Pertamina melakukan digitalisasi SPBU tersebut secara bertahap ke seluruh SPBU. Saat ini sudah lebih dari 1.500 SPBU bertransformasi menjadi digital dengan target sampai akhir tahun ini sebanyak 5.518 SPBU. Selain itu Pertamina juga menyediakan aplikasi My Pertamina guna mempermudah konsumen menemukan lokasi SPBU serta menyajikan informasi seputar produk berkualitas Pertamina.

Di sisi hulu perusahaan juga telah membangun Upstream Cloud dan Big Data Analytic agar informasi bisa tersentralisasi dan terintegrasi. Perseroan juga memiliki sistem group license untuk memaksimalkan penggunaan lisensi piranti lunak dalam operasionalnya. Selanjutnya, perseroan juga membangun predictive maintenance terintegrasi untuk meminimalisir apabila terjadi pemberhentian operasional secara mendadak.

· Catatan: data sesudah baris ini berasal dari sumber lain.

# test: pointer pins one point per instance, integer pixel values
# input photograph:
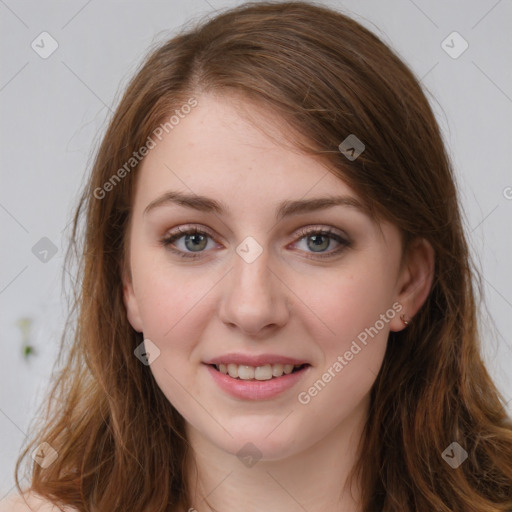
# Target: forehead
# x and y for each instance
(226, 146)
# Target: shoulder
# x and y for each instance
(30, 502)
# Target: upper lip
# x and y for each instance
(254, 360)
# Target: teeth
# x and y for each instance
(265, 372)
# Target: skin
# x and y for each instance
(289, 301)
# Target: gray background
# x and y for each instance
(54, 111)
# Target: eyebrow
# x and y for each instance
(285, 209)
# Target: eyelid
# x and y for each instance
(334, 234)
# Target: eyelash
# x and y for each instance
(303, 233)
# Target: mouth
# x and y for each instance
(258, 373)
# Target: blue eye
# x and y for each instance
(195, 240)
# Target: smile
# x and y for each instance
(264, 372)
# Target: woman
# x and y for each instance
(276, 306)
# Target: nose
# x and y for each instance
(255, 299)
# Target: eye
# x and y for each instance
(195, 241)
(319, 239)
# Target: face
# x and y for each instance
(259, 282)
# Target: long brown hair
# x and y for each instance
(121, 445)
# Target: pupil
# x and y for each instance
(194, 246)
(317, 243)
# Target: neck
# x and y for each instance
(314, 479)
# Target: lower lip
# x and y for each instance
(256, 389)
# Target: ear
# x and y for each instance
(414, 281)
(130, 302)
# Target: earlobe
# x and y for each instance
(131, 305)
(415, 282)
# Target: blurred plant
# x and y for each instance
(25, 325)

“Sehingga melalui sistem digital seluruh lini bisnis Pertamina bisa langsung dipantau direksi hingga komisaris. Ini tentu memudahkan manajemen dalam pengambilan keputusan,” tuturnya. (Nanang Wijayanto)
(nfl)
Copyright ©2024 SINDOnews.com
All Rights Reserved
berita/ rendering in 0.1165 seconds (0.1#10.140)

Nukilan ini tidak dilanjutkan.